Akibat terlalu larut dalam lamunannya, Evelyn tidak menyadari jika suaminya telah berdiri di hadapannya.
"Hei kau." bentak Aaron setelah dua kali memanggil-manggil gadis itu. Gadis itu masih tenggelam dalam pesona pria itu, akhirnya pria itu menekan kening Evelyn dengan kuat.
"Aduh.." pekik Evelyn.Saat itu juga dia, pria itu telah berdiri menjulang tinggi di hadapannya.
"Tu..tuan.." cicit Evelyn yang merasa ketakutan akibat tatapan tajam pria itu.
"Keluar dari sini! Beraninya kau memasuki kamarku tanpa seizinku." bentak Aaron.
"Ma..maaf Tuan...?"
"Kubilang keluar, anak seorang pembunuh tidak pantas memasuki kamarku!" ucap Aaron dengan lantang.
"Apa maksud Tuan, siapa anak pembunuh?" Evelyn kebingungan, menatap pria itu meminta penjelasan.

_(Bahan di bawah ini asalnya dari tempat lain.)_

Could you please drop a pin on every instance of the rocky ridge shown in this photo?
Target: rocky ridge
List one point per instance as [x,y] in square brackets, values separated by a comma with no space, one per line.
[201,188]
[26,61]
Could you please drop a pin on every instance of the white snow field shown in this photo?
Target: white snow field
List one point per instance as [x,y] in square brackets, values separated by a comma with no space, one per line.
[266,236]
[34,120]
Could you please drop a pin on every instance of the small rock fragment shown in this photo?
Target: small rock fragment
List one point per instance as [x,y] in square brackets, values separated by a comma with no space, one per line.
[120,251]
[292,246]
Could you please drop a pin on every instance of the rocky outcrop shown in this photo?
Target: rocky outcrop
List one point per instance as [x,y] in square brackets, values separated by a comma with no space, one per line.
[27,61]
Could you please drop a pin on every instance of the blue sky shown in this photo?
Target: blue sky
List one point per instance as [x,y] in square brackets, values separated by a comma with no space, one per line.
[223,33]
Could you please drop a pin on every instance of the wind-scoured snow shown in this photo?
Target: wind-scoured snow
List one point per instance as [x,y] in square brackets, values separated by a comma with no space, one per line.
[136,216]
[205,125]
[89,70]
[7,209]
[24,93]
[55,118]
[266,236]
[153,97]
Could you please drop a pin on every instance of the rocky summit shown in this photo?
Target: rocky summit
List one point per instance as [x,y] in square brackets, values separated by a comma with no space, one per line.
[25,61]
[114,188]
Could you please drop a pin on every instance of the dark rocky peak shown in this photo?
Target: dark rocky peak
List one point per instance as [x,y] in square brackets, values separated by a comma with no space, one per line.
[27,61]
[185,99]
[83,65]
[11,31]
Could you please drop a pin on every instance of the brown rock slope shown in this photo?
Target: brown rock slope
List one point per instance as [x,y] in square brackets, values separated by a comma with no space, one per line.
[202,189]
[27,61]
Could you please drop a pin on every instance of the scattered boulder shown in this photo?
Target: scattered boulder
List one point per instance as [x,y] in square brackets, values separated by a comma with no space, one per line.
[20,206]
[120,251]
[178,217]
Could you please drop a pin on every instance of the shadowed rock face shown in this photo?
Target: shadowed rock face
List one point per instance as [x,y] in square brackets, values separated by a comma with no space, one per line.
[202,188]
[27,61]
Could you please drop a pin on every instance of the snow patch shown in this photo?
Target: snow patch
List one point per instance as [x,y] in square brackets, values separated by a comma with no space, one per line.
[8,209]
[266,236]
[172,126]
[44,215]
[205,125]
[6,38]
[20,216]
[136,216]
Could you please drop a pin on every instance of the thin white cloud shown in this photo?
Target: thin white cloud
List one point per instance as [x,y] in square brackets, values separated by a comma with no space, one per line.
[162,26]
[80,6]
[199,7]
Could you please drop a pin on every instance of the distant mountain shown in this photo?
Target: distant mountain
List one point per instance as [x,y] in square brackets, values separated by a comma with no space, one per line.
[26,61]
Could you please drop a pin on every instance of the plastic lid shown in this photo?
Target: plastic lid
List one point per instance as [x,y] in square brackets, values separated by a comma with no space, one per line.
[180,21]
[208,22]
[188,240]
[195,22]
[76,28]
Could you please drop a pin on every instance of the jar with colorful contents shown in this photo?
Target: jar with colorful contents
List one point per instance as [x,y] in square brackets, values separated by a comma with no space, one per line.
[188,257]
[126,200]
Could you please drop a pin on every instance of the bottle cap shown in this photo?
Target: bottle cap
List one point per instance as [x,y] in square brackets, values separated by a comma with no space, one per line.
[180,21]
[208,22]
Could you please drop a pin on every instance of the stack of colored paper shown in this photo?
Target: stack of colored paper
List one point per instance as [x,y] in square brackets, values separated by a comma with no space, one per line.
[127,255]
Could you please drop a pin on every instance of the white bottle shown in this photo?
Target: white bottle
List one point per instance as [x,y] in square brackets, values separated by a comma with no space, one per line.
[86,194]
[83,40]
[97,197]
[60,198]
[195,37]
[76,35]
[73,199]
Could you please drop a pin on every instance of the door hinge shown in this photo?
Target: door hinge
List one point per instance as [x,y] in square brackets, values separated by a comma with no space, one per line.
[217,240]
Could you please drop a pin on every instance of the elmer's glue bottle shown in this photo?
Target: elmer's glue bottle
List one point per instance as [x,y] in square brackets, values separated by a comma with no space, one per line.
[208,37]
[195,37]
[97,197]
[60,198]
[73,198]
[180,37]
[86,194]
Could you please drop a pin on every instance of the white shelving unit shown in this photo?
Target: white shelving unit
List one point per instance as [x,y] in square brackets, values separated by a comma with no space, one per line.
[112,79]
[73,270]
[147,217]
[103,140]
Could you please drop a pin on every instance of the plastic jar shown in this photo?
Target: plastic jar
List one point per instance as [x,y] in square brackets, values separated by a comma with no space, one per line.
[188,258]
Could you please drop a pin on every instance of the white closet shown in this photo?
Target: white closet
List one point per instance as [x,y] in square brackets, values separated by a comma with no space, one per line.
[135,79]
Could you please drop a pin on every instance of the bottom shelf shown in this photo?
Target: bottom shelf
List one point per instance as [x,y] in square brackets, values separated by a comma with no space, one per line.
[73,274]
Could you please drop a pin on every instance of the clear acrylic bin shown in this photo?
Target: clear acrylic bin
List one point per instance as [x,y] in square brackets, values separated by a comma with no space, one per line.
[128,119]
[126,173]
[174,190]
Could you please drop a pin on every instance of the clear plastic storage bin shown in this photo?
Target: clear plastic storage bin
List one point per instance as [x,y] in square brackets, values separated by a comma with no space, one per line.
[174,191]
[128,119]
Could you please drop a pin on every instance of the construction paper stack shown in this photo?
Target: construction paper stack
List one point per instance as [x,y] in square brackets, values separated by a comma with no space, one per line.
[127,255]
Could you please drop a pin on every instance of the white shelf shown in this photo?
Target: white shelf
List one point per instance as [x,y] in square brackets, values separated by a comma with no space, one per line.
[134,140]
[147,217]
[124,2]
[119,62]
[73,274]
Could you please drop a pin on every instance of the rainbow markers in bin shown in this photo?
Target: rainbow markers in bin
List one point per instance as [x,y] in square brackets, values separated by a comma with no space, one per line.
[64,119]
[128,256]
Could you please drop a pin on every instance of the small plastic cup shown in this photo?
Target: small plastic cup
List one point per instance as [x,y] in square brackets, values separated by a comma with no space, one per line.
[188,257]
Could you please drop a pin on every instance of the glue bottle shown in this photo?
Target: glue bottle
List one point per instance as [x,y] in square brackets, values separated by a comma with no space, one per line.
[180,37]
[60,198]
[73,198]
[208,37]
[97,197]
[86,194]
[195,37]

Aaron tersenyum menyeringai, "Tentu saja kau bodoh! Oh aku lupa mengatakannya kepadamu." pria itu menangkup dagu Evelyn, mencengkeramnya dengan kuat.
"Kau pikir aku menikahimu hanya untuk menjadikanmu sebuah jaminan? Kau salah besar Nona Mashenka!!Aku menikahimu agar aku lebih leluasa untuk membalaskan dendamku kepada ayah bejatmu itu."
Pria itu berucap dengan emosi yang tertahan, menatap gadis itu seolah ingin meremukkan tubuh mungil itu. "Asal kau tau saja, semua musibah yang terjadi dalam hidupmu, itu semua tidak luput dari perbuatanku. Ayahmu yang dipenjara, sampai perusahaanmu yang bangkrut dan sekarang kau menikah denganku, itu semua terjadi berkat diriku. Ini hanya skenario buatanku Nona, jadi kau tidak akan bisa melarikan diri dariku! Ingat itu!" Aaron menghempaskan wajah Evelyn dengan kasar, sehingga membuat gadis itu tersungkur di tempat tidur.
Gadis itu tertegun setelah mendengar ungkapan dari pria itu, tidak tau harus mengatakan apa-apa lagi. Dirinya masih mencoba untuk memahami perkataan pria itu baru saja.